Java: Calling a super method which calls an overridden method

jsonfry picture jsonfry · Jan 4, 2011 · Viewed 99.1k times · Source
public class SuperClass
{
    public void method1()
    {
        System.out.println("superclass method1");
        this.method2();
    }

    public void method2()
    {
        System.out.println("superclass method2");
    }

}

public class SubClass extends SuperClass
{
    @Override
    public void method1()
    {
        System.out.println("subclass method1");
        super.method1();
    }

    @Override
    public void method2()
    {
        System.out.println("subclass method2");
    }
}



public class Demo 
{
    public static void main(String[] args) 
    {
        SubClass mSubClass = new SubClass();
        mSubClass.method1();
    }
}

my expected output:

subclass method1
superclass method1
superclass method2

actual output:

subclass method1
superclass method1
subclass method2

I know technically I have overriden a public method, but I figured that because I was calling the super, any calls within the super would stay in the super, this isn't happening. Any ideas as to how I can make it happen?

Answer

Aaron Digulla picture Aaron Digulla · Jan 4, 2011

The keyword super doesn't "stick". Every method call is handled individually, so even if you got to SuperClass.method1() by calling super, that doesn't influence any other method call that you might make in the future.

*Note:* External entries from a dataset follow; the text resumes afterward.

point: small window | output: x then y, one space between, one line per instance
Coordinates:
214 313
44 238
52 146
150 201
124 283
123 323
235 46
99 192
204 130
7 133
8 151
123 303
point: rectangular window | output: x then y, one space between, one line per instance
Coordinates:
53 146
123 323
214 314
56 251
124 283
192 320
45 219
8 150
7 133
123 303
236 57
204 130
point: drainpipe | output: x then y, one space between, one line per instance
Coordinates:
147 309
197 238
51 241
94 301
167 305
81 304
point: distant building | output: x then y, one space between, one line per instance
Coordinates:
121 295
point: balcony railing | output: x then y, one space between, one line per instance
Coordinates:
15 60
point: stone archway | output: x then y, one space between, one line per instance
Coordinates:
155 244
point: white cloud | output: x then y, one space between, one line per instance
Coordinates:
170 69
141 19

That means there is no direct way to call SuperClass.method2() from SuperClass.method1() without going though SubClass.method2() unless you're working with an actual instance of SuperClass.

You can't even achieve the desired effect using Reflection (see the documentation of java.lang.reflect.Method.invoke(Object, Object...)).

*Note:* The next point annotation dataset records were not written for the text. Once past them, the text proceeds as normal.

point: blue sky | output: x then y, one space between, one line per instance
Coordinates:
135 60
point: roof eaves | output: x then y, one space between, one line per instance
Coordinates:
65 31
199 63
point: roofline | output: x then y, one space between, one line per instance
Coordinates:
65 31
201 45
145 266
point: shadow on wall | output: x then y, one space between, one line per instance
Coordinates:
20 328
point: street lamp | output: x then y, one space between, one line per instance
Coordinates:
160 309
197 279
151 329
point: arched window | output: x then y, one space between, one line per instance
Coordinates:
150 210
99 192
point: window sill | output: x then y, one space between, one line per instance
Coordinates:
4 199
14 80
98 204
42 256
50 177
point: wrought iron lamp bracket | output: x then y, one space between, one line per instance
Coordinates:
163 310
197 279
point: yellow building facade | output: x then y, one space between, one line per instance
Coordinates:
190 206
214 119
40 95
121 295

[EDIT] There still seems to be some confusion. Let me try a different explanation.

When you invoke foo(), you actually invoke this.foo(). Java simply lets you omit the this. In the example in the question, the type of this is SubClass.

So when Java executes the code in SuperClass.method1(), it eventually arrives at this.method2();

Using super doesn't change the instance pointed to by this. So the call goes to SubClass.method2() since this is of type SubClass.

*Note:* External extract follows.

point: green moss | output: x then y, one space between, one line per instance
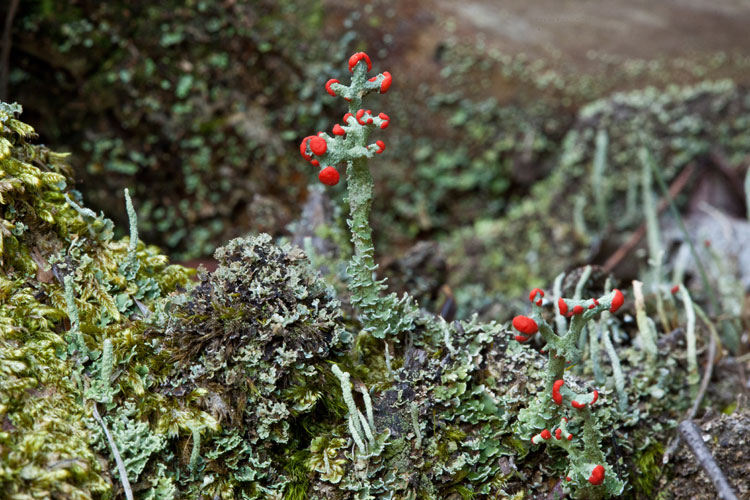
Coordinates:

Maybe it's easier to understand when you imagine that Java passes this as a hidden first parameter:

public class SuperClass
{
    public void method1(SuperClass this)
    {
        System.out.println("superclass method1");
        this.method2(this); // <--- this == mSubClass
    }

    public void method2(SuperClass this)
    {
        System.out.println("superclass method2");
    }

}

public class SubClass extends SuperClass
{
    @Override
    public void method1(SubClass this)
    {
        System.out.println("subclass method1");
        super.method1(this);
    }

    @Override
    public void method2(SubClass this)
    {
        System.out.println("subclass method2");
    }
}



public class Demo 
{
    public static void main(String[] args) 
    {
        SubClass mSubClass = new SubClass();
        mSubClass.method1(mSubClass);
    }
}

If you follow the call stack, you can see that this never changes, it's always the instance created in main().